Another item from this conference is that the use of Fosamax (a drug used for treating osteoporosis in people during menopause) has been shown to reduce the progression of this disease if caught early enough and in addition prevents further lesions developing. We are currently looking into the use of this drug in more detail, if it lives up to early expectations we will start prescribing it for appropriate cases.
********
Notes
Risk Factors for Odontoclastic Resorptive Lesions in Cats

Janet M. Scarlett, DVM, PhD; John Saidla, DVM; Jennifer Hess, BS
Journal of the American Animal Hospital Association
May 1, 1999



The full text of the article is below. To see the complete article with pictures, graphs, and other figures, you may click here to view the PDF version.
Janet M. Scarlett, DVM, PhD; John Saidla, DVM; Jennifer Hess, BSA cross-sectional study evaluating potential risk factors for odontoclastic resorptive lesions (ORL) in feline teeth was conducted. Owners of 32 cats with ORL and 27 cats without ORL were interviewed regarding their respective cat’s demographic characteristics, diet, and medical and dental histories. Four factors were identified as significantly associated with ORL using unconditional logistic regression. A history of dental disease (gingivitis, calculus, or periodontal disease; odds ratio [OR], 4.5); city residence (OR, 4.4); and being an exclusively indoor cat (OR, 4.5) were associated with an increased risk for ORL. Consumption of commercial treats (OR, 0.3) appeared protective for ORL.

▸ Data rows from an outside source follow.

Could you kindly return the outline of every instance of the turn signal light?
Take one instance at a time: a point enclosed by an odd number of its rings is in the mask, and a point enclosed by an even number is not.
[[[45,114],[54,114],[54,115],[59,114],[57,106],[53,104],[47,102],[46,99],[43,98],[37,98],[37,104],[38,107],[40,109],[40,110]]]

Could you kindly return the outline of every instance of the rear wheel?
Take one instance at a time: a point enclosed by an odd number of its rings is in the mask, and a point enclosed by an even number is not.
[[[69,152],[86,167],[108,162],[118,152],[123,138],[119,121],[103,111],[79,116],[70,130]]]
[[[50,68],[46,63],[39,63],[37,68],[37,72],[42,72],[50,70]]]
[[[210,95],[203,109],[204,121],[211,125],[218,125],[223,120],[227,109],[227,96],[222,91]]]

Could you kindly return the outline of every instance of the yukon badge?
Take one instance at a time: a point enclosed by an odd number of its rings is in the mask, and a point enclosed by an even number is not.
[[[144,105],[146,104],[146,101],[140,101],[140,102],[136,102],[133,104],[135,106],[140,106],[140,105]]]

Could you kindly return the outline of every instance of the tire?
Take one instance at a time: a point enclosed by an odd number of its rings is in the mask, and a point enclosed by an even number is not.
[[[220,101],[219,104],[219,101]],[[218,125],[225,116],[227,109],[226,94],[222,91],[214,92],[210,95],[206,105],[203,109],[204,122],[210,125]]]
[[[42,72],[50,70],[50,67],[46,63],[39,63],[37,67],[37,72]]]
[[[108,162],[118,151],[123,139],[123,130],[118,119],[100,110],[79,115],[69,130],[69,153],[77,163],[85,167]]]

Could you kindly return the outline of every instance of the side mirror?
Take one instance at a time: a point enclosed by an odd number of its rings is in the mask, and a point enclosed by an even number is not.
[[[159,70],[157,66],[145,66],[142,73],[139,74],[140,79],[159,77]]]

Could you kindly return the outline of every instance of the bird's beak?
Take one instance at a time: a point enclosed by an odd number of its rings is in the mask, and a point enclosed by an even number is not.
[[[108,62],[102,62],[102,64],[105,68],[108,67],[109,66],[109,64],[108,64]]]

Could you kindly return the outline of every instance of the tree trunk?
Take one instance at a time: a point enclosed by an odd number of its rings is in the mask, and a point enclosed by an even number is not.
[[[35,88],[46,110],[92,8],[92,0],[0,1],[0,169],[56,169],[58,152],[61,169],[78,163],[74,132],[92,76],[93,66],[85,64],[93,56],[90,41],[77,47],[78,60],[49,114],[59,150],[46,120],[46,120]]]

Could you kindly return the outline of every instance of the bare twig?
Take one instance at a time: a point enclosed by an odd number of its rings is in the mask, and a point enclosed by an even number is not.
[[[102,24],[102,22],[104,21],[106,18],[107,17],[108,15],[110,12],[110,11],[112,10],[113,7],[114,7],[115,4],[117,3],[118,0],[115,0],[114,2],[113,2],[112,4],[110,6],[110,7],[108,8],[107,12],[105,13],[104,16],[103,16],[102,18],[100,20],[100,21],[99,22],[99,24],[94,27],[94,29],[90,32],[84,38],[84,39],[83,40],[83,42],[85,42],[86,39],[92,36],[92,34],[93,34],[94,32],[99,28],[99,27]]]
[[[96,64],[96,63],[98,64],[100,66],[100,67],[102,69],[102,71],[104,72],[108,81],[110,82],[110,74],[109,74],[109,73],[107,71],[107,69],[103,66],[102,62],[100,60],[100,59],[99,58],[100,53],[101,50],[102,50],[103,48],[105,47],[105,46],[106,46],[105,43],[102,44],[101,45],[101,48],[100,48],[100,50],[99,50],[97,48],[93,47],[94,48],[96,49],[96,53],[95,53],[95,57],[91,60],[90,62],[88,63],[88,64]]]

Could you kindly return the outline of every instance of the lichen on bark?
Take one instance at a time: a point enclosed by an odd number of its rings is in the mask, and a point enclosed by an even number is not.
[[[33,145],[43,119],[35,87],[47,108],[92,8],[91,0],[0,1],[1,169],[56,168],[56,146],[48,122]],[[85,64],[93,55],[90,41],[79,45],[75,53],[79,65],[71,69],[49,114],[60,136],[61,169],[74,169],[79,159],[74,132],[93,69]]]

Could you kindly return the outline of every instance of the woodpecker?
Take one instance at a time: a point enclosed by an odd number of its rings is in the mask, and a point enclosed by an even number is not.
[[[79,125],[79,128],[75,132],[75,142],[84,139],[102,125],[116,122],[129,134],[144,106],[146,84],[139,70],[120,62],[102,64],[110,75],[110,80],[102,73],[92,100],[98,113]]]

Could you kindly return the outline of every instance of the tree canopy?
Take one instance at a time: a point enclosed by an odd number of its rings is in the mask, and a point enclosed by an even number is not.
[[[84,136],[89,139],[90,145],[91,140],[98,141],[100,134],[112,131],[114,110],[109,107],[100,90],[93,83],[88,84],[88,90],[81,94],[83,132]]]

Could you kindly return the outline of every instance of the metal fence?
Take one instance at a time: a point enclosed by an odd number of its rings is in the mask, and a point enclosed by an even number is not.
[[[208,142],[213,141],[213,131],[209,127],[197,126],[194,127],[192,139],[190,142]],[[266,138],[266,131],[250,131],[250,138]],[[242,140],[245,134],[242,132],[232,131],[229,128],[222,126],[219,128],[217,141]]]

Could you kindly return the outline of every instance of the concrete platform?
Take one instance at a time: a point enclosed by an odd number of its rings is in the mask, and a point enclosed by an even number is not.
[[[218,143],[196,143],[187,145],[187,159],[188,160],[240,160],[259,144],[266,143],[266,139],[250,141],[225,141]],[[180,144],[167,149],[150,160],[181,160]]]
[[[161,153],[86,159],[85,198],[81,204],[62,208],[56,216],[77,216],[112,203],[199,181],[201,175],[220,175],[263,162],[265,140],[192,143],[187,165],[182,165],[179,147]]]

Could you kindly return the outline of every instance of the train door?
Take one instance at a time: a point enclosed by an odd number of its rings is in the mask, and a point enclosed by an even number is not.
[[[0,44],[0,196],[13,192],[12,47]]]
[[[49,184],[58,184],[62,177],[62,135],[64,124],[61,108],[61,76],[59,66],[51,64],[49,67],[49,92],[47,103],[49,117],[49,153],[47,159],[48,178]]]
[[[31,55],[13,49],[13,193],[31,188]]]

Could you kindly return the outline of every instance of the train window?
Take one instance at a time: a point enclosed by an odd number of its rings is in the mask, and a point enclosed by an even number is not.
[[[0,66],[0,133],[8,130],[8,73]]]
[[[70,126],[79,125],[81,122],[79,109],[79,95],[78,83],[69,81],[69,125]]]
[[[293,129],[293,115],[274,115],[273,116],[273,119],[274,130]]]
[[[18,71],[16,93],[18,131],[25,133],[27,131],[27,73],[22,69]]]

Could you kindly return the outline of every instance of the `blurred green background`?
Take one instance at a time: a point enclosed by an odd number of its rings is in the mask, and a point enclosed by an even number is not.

J Am Anim Hosp Assoc 1999;35:188–92.

Introduction

Tooth destruction from odontoclastic resorptive lesions (ORL) results in a painful dental condition of cats. Odontoclasts attack and begin to resorb teeth, either externally or internally.1,2 Externally they attack at the neck or cervical area of the tooth, often extending into the tooth root and surrounding alveolar area. Internally, they attack the tooth through the apical foramen and can subsequently enter into the root and dentin. In the early stages, cats are asymptomatic; but as the disease progresses and dentinal tubules and/or pulp are exposed, the lesions become increasingly sensitive and painful. Cats may present with a history of poor appetite or anorexia, eating on one side of the mouth, weight loss, and depression.3–5 External lesions may be difficult to identify if they remain hidden beneath the gingiva or calculus. As the lesions progress, they are often associated with gingival inflammation, bleeding or hyperplasia, and increasing loss of tooth substance. Ultimately, part or all of the affected teeth are lost. Characterizing the full extent of root and alveolar bone involvement requires dental radiographs.4,6

Odontoclastic resorptive lesions are common, affecting 20% to 67% of cats receiving dental care,7 and the prevalence varies with the characteristics of the population studied. In a recent study of cats undergoing a wide range of procedures requiring anesthesia in a private veterinary practice in Wisconsin, 48% of cats examined had one or more ORL;8 this compares closely with an estimate of 52% for a similar sample in Australia.9 The frequency is probably higher, since many lesions are subgingival and difficult to identify, and missing teeth may have been lost because of ORL.7 Despite the variability in prevalence estimates, the frequency of ORL appears to have increased over time. A recent reexamination of the teeth in 80 cat skulls examined originally by Cloyer in 1936 found one skull (1.3%) with ORL;7 a pre-1950 skull series had a 0.4% prevalence, while a post-1970 skull series had 26.5% of skulls with lesions.10 This apparent increase in the prevalence, however, may reflect changes in the age distribution of the cat populations examined.10

Despite a high prevalence, the cause(s) of ORL is unknown. The lesions were originally confused with caries11 which result from demineralization of the tooth enamel by toxins produced by carbohydrate-fermenting bacteria. Unlike caries, however, ORL occur when activated odontoclasts resorb tooth and bone tissue. In response, bone and cementum tissue initiate remodeling, odontoclastic activity continues, and the process repeats itself until ankylosis (i.e., fixation of the root in the alveolus through destruction of the periodontal ligament and lamina dura) occurs, the tooth is permanently damaged, and the root is fixed into the alveolar bone.12

Odontoclasts are normally active only in young animals in resorption of the roots of deciduous teeth, facilitating loss of these teeth and making room for the permanent dentition. In cats with ORL, these cells are inappropriately stimulated to differentiate and become active for reasons that are not well understood. The apparent increase in the prevalence suggests some change(s) in the environment of cats that influences mechanisms that affect the odontoclasts, and the search for some environmental risk factor(s) important in the etiology of this disease has begun.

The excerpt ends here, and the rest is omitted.